Studies of Millimeter-Wave Atmospheric Noise Above Mauna Kea

TL;DR

This study measures atmospheric noise above Mauna Kea at millimeter wavelengths, compares it with the South Pole, and develops algorithms to mitigate its effects, highlighting the challenges in reaching photon-background-limited performance.

Contribution

It provides detailed atmospheric noise measurements at Mauna Kea, compares them with South Pole data, and introduces noise removal algorithms for submillimeter observations.

Findings

Atmospheric noise follows a Kolmogorov-Taylor turbulence model.

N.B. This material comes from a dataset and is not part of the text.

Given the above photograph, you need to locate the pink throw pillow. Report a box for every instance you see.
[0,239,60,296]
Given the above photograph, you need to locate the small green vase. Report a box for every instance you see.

Noise amplitude is 80 times larger than at the South Pole.

Current algorithms cannot achieve photon-background-limited performance below 0.5 Hz.

Abstract

We report measurements of the fluctuations in atmospheric emission (atmospheric noise) above Mauna Kea recorded with Bolocam at 143 and 268 GHz from the Caltech Submillimeter Observatory (CSO). The 143 GHz data were collected during a 40 night observing run in late 2003, and the 268 GHz observations were made in early 2004 and early 2005 over a total of 60 nights. Below 0.5 Hz, the data time-streams are dominated by atmospheric noise in all observing conditions. The atmospheric noise data are consistent with a Kolmogorov-Taylor (K-T) turbulence model for a thin wind-driven screen, and the median amplitude of the fluctuations is 280 mK^2 rad^(-5/3) at 143 GHz and 4000 mK^2 rad^(-5/3) at 268 GHz. Comparing our results with previous ACBAR data, we find that the normalization of the power spectrum of the atmospheric noise fluctuations is a factor of 80 larger above Mauna Kea than above the South Pole at millimeter wavelengths. Most of this difference is due to the fact that the atmosphere above the South Pole is much drier than the atmosphere above Mauna Kea. However, the atmosphere above the South Pole is slightly more stable as well: the fractional fluctuations in the column depth of precipitable water vapor are a factor of sqrt(2) smaller at the South Pole compared to Mauna Kea. Based on our atmospheric modeling, we developed several algorithms to remove the atmospheric noise, and the best results were achieved when we described the fluctuations using a low-order polynomial in detector position over the 8 arcmin field of view (FOV). However, even with these algorithms, we were not able to reach photon-background-limited instrument photometer (BLIP) performance at frequencies below 0.5 Hz in any observing conditions.